Johnson attributed the timing of the tape's release to the gay marriage debate, saying the supporters of a constitutional amendment were trying to put him under pressure and embarrass him. But he stuck to his position Friday, saying the bill will get a hearing in the Senate Judiciary Committee and beyond that, he can't predict what will happen to it.

The flap over Johnson's comments have given those on both sides of the gay marriage ban a new flash point. Another group called Minnesota Citizens in Defense of Marriage on Wednesday called on Johnson to resign -- which the Senate Majority Leader said he's not planning to do.

``It's gone both ways. It's energized those people but it's also energized the other side like I've not seen -- the phone calls and the e-mails and the folks who are saying no we do not want to put this into the constitution,' Johnson said.

The brouhaha -- and the fact that Johnson was secretly taped -- has been on the minds of many opponents of the amendment, said Ann DeGroot, who heads Out Front Minnesota, a gay rights group.


``People who are opposed see this taping of Senator Johnson's conversation and things like that really as a political ploy just to divide people more and more, which is what the constitutional amendment is about,' she said.

The DFL-controlled Senate has never taken a direct vote on the constitutional amendment, but it was approved by the Republican-controlled House last year. There are no pending cases on the issue of gay marriage before the Supreme Court.

House Speaker Steve Sviggum, R-Kenyon, said he didn't want to comment on Johnson's actions. But he said the senator could easily make the entire controversy disappear.

``The whole thing would go away -- the whole issue would go away if the Senate would just vote. Just vote,' Sviggum said. ``All they need to do is vote. You don't need to do any more rationalizations, any more covering their butt if they'd just vote.'

Meanwhile, the pastor who secretly recorded Johnson's comments said he has no regrets.

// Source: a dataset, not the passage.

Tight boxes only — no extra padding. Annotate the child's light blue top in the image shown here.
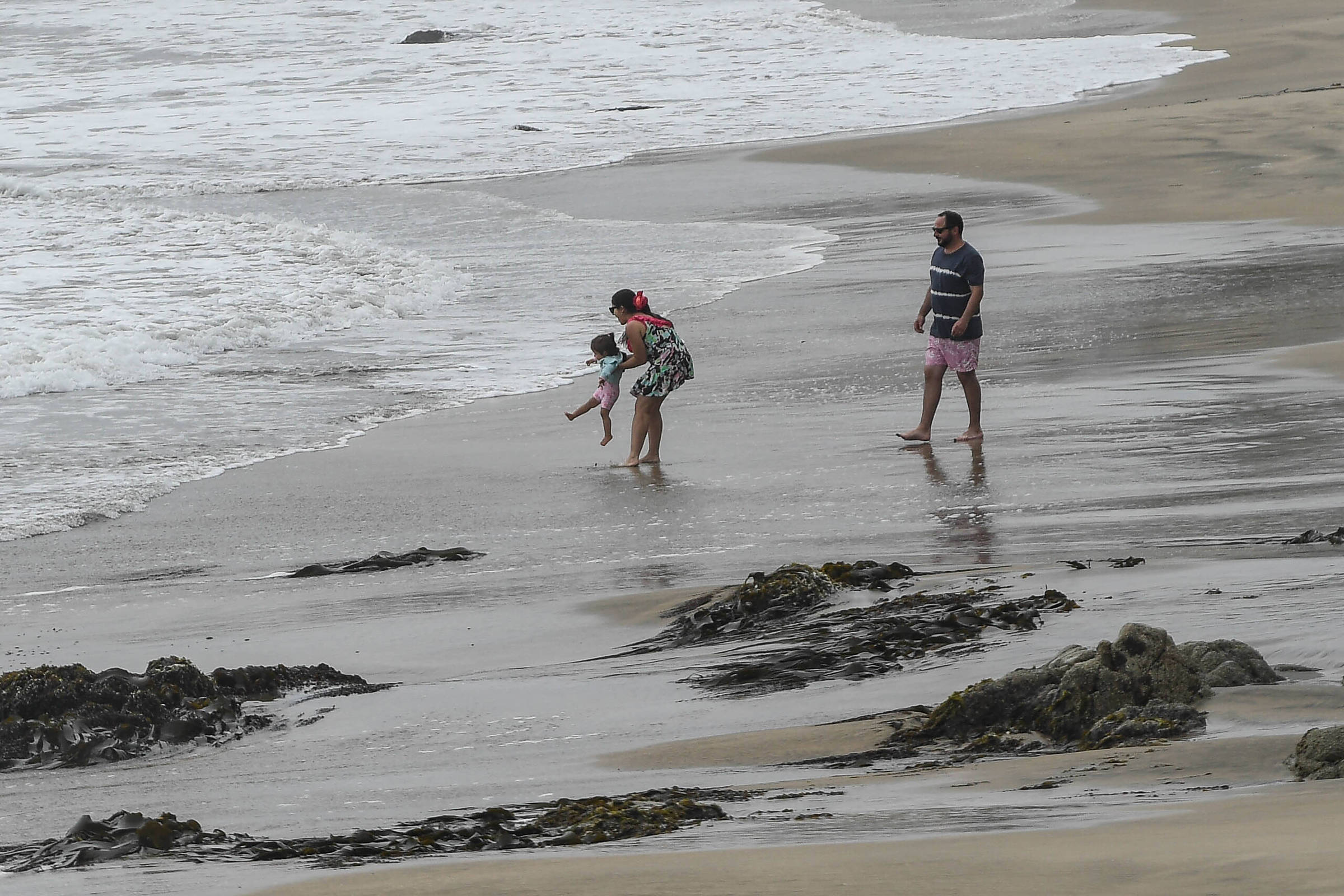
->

Brent Waldemarsen, senior pastor at Harvest Community Church of God in Willmar, acknowledged in an interview published Friday in the West Central Tribune that his recording had opened up a can of worms.

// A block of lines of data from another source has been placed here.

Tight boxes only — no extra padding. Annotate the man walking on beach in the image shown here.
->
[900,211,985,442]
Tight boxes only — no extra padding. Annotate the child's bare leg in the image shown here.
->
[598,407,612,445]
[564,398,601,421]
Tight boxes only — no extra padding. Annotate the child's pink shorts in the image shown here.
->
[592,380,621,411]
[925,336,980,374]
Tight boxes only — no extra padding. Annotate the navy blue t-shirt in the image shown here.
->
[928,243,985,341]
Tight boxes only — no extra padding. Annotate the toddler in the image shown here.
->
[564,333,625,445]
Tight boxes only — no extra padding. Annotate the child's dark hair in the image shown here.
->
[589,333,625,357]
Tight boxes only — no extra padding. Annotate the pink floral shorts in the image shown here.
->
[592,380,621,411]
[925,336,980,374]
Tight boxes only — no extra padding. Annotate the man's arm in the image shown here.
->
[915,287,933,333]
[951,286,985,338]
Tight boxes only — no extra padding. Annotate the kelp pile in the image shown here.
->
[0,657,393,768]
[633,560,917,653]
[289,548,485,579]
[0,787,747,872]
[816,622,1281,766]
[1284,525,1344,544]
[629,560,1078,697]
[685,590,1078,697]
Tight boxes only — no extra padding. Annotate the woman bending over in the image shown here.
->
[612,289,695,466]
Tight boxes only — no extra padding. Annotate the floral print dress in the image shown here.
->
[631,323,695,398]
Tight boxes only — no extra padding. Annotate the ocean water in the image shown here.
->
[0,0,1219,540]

``Unfortunately, it's the senator that opened it,' he told the newspaper.

He said his recording of Johnson without telling him should not ``overshadow the fact that Senator Johnson said some things that should not have been said.'


But Bill Miller, president of the New London-Spicer Ministerial Association, told the West Central Tribune that Waldemarsen's action was ``unethical' and a ``reprehensible thing to do.'

On the recording, Johnson can be heard saying he had spoken with three Supreme Court justices about the issue, including former Chief Justice Kathleen Blatz.

``I have had a number of visits with them about our law. All of them, every one of them, including the lady who just stepped down, Kathleen Blatz, was my seat mate (in the Minnesota House) for four years. She was the chief justice. You know what her response was? 'Dean, we all stand for election too, every six years.' She said 'We're not going to touch it.''

He also said that he had talked with two of the three justices named Anderson and that they had told him, ``Dean, we're not going to do it.'

Such conversations might violate the ethical rules that bar justices from discussing cases that might come before the court. Blatz has denied giving such assurances, and Chief Justice Russell Anderson said Thursday the justices made no commitments to Johnson.


Patrick Condon contributed to this report from St. Paul.